Fundação Vanzolini certifica primeiros produtos alimentícios com EPD

A preocupação com o meio ambiente não fica limitada à emissão de gases na atmosfera, descarte incorreto de lixo e desmatamento. É importante aprender como funciona o ciclo de vida de tudo que se consome e as Declarações Ambientais de Produto (DAPs ou EPD, do inglês, Environmental Product Declaration), pois são uma garantia de que o produto apresenta informações transparentes, verificadas e comparáveis sobre o impacto ambiental no seu ciclo de vida, que abrange a matéria-prima até o descarte final dos materiais. No Brasil, a Fundação Vanzolini é responsável pela coordenação das declarações que têm a chancela do programa International EPD System.

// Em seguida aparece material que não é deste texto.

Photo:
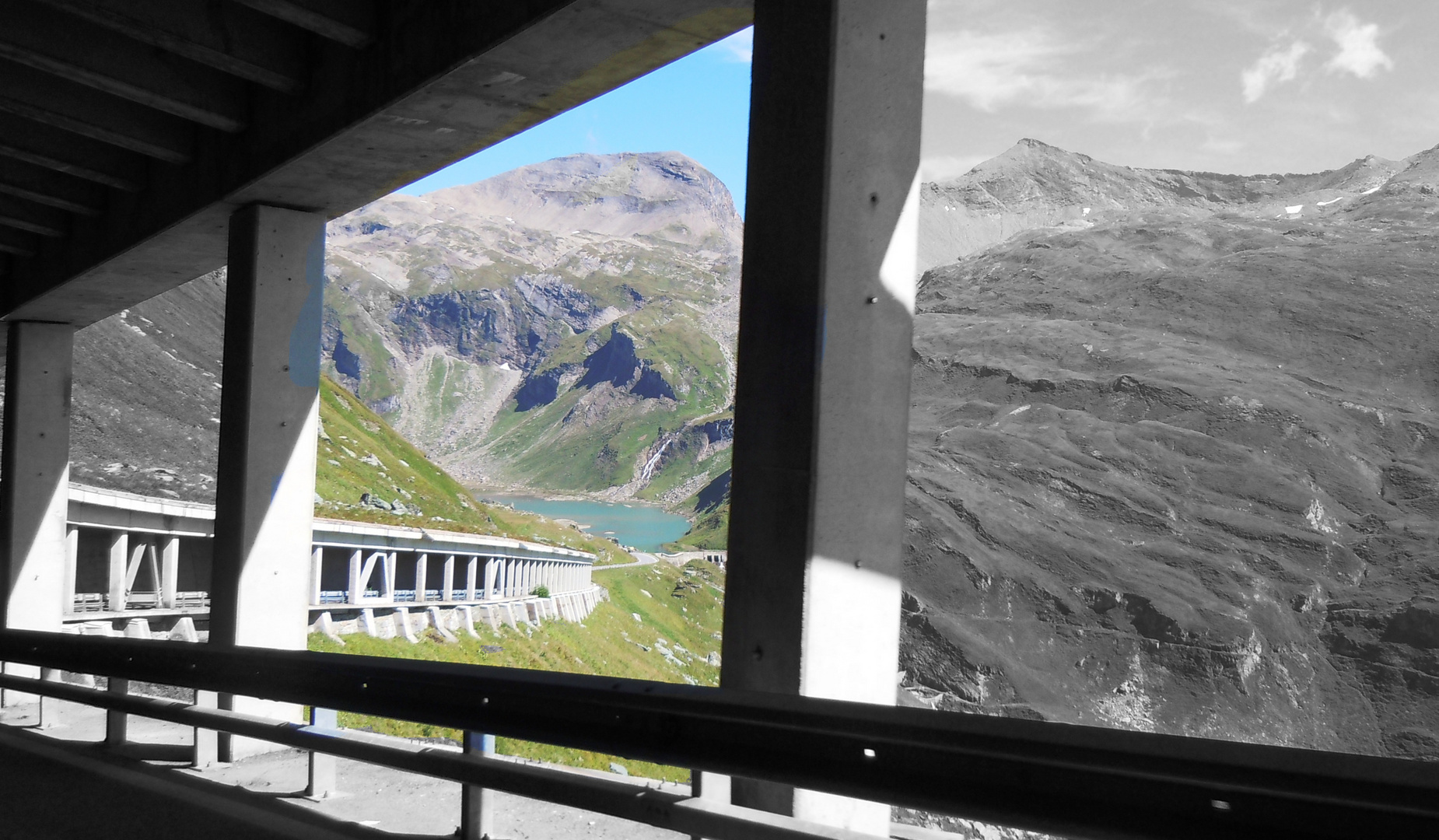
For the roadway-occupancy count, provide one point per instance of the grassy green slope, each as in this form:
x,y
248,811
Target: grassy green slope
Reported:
x,y
682,606
352,433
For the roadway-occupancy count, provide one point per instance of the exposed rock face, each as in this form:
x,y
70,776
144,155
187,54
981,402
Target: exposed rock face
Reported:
x,y
537,328
1035,184
1179,469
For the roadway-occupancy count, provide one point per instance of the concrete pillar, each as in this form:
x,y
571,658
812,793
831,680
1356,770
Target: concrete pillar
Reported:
x,y
72,553
402,625
355,587
170,572
269,410
115,570
317,567
467,620
812,601
117,724
35,467
438,621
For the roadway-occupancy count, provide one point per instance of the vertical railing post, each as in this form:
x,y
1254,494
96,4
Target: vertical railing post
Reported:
x,y
72,553
321,764
206,741
117,724
477,816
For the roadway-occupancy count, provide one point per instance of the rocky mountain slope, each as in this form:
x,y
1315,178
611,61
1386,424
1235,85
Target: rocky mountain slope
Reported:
x,y
565,327
1175,464
1035,184
145,419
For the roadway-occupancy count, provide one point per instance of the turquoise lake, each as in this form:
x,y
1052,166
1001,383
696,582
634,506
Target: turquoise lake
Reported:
x,y
645,527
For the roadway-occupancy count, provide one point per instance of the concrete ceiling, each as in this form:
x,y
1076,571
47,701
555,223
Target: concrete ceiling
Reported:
x,y
130,130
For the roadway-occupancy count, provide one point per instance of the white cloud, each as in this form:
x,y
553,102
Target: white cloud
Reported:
x,y
1026,68
1276,66
1359,47
946,167
738,47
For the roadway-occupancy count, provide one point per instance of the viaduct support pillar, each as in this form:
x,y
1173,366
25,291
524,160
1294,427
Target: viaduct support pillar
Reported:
x,y
170,572
35,472
826,306
269,410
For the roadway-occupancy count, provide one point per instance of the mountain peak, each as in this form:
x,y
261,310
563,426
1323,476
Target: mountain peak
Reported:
x,y
662,193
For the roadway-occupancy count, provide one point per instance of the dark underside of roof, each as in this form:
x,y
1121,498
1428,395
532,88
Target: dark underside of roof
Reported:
x,y
130,130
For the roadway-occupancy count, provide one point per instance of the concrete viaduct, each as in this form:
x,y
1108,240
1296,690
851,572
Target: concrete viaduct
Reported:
x,y
135,558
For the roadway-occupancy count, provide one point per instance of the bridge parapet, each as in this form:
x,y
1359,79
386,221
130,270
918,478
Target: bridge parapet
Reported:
x,y
140,555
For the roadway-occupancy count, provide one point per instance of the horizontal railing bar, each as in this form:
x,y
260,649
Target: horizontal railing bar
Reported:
x,y
616,799
1046,777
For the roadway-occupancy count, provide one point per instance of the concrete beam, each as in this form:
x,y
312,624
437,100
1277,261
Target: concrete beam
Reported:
x,y
19,242
64,152
347,22
26,215
826,305
91,55
64,104
228,38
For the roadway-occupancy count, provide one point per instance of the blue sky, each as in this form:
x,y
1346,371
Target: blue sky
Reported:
x,y
698,105
1239,86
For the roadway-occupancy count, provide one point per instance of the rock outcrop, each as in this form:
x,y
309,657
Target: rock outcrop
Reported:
x,y
1179,469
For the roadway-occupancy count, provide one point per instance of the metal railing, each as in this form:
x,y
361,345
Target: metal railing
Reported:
x,y
1046,777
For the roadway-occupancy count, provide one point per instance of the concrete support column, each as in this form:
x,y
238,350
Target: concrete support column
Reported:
x,y
317,567
170,572
269,411
826,308
355,587
117,557
72,554
392,560
35,469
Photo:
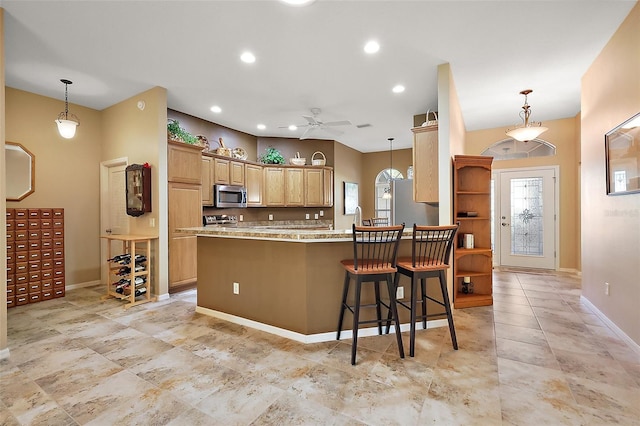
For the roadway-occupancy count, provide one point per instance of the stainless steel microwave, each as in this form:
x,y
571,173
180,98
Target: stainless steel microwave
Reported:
x,y
229,196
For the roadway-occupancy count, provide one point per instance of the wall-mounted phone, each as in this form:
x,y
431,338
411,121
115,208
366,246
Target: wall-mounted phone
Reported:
x,y
138,181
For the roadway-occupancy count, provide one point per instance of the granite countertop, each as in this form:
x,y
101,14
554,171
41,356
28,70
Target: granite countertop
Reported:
x,y
277,232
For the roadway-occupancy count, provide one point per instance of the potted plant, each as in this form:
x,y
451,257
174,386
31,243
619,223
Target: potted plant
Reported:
x,y
177,133
272,156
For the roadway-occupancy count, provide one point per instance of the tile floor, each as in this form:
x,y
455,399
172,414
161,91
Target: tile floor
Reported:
x,y
536,357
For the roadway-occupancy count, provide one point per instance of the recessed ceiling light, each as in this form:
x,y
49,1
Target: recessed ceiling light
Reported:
x,y
248,57
298,2
371,47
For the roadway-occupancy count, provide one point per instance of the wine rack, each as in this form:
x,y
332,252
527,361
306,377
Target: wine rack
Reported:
x,y
129,268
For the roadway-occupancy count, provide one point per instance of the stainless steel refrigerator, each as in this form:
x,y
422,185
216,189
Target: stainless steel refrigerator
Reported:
x,y
405,210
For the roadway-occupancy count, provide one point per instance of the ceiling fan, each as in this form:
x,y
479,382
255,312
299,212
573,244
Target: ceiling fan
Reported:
x,y
315,125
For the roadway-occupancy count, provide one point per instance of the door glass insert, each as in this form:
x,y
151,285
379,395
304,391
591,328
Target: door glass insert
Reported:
x,y
526,217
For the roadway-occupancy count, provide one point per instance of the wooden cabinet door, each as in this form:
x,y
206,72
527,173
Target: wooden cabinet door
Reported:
x,y
425,164
236,173
185,211
274,186
184,162
294,187
220,171
207,181
254,182
327,187
314,187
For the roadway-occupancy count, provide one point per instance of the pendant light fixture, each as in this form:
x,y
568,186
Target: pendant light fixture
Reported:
x,y
66,121
387,190
528,130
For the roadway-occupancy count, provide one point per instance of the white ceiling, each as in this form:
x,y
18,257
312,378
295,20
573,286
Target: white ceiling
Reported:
x,y
313,57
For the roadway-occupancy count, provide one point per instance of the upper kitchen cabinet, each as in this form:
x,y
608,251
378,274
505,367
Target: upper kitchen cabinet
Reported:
x,y
207,181
274,186
254,182
425,164
228,172
184,163
294,190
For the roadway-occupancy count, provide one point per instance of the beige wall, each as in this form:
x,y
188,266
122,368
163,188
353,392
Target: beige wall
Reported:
x,y
4,352
611,224
347,168
451,140
67,174
213,132
140,136
562,134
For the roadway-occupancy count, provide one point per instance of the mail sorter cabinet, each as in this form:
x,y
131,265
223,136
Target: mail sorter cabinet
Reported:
x,y
35,255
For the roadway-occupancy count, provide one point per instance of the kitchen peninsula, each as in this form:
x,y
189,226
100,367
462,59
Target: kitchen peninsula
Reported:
x,y
289,281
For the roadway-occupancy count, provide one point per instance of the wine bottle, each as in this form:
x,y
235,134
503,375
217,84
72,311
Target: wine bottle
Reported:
x,y
119,257
139,259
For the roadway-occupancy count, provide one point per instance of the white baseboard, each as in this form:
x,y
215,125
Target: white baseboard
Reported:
x,y
81,285
306,338
621,334
573,271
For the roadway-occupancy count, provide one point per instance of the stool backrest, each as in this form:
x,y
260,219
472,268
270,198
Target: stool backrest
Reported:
x,y
376,247
432,245
380,221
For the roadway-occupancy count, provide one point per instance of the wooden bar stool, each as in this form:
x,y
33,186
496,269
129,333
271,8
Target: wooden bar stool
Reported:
x,y
430,253
375,251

Produtos da Alegra Foods que foram verificados com o EPD
Foto: Divulgação

Pensando em como esta preocupação está cada vez mais recorrente entre os consumidores e visando potencializar os indicadores ESG para atender as exigências para a exportação de alimentos, a empresa paranaense Alegra Foods se tornou a primeira empresa brasileira do ramo de alimentos a conquistar EPDs para seis produtos, sendo dois in natura, a sobrepaleta e o carré, e quatro industrializados: salame, bacon em fatias, linguiça frescal churrasco e presunto defumado.

Atualmente, a maioria dos produtos certificados com EPD são do ramo da construção civil, mas para Felipe Queiroz Coelho, responsável técnico pelo programa no Brasil, esse movimento tende a se expandir cada vez mais para outros ramos. “Vemos um movimento de pessoas que visam um melhor estilo de vida, com o consumo de produtos mais sustentáveis. Portanto, acredito num potencial crescimento de empresas do setor de alimentos seguindo o mesmo caminho da Alegra. Na Europa, isso já é realidade”, considera.

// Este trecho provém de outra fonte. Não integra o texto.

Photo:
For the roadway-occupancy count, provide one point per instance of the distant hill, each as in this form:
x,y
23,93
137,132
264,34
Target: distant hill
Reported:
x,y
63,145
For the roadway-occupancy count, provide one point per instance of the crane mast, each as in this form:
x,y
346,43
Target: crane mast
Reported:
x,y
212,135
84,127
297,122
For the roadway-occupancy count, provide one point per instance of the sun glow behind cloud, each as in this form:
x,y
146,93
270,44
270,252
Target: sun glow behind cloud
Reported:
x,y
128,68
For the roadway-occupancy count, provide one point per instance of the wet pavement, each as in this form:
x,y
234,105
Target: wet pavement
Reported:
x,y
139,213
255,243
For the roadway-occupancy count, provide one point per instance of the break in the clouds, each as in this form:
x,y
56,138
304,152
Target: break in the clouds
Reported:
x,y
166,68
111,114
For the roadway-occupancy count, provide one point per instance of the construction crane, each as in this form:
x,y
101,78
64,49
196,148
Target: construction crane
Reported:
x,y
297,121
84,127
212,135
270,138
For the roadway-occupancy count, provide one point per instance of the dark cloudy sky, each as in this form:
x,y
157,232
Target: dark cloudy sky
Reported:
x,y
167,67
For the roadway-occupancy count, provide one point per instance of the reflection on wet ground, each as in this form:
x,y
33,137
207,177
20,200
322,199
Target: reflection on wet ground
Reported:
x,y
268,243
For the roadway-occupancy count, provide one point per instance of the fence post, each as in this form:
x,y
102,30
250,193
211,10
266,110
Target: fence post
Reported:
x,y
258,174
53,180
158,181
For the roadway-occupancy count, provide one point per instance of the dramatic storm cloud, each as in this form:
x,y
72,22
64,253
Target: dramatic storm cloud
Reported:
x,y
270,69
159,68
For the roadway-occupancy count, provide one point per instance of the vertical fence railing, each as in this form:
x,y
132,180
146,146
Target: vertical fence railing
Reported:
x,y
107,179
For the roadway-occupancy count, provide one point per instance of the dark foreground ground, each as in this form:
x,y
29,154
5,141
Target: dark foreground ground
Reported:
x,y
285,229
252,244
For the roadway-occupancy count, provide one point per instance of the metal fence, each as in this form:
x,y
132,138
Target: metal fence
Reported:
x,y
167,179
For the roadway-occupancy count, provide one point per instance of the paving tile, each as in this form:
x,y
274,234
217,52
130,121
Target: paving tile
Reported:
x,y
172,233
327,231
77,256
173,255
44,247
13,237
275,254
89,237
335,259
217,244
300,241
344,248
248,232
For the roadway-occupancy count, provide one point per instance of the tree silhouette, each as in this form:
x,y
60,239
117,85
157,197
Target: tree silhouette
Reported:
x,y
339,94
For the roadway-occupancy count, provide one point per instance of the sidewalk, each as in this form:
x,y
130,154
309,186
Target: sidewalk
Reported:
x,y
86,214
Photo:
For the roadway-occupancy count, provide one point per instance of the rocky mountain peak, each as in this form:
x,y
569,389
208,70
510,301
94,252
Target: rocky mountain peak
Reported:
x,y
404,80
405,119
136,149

O processo para conquistar a Declaração Ambiental de Produto

No caso dos produtos da Alegra, a avaliação de ciclo de vida contou com a participação da equipe do projeto do Laboratório de Estudos em Sistemas Produtivos Sustentáveis (LESP) da Universidade Tecnológica Federal do Paraná (UTFPR), que realizou um levantamento de dados em todas as fases do ciclo de vida do produto, desde as etapas anteriores à entrada do suíno na fábrica da empresa, como a criação dos animais, a preparação da ração e produção de embalagens, até a fase das atividades de abate, preparação e processamento da carne. Por fim, foram analisados o armazenamento, preparo e o fim de vida do produto, que engloba até mesmo o descarte da embalagem do produto final.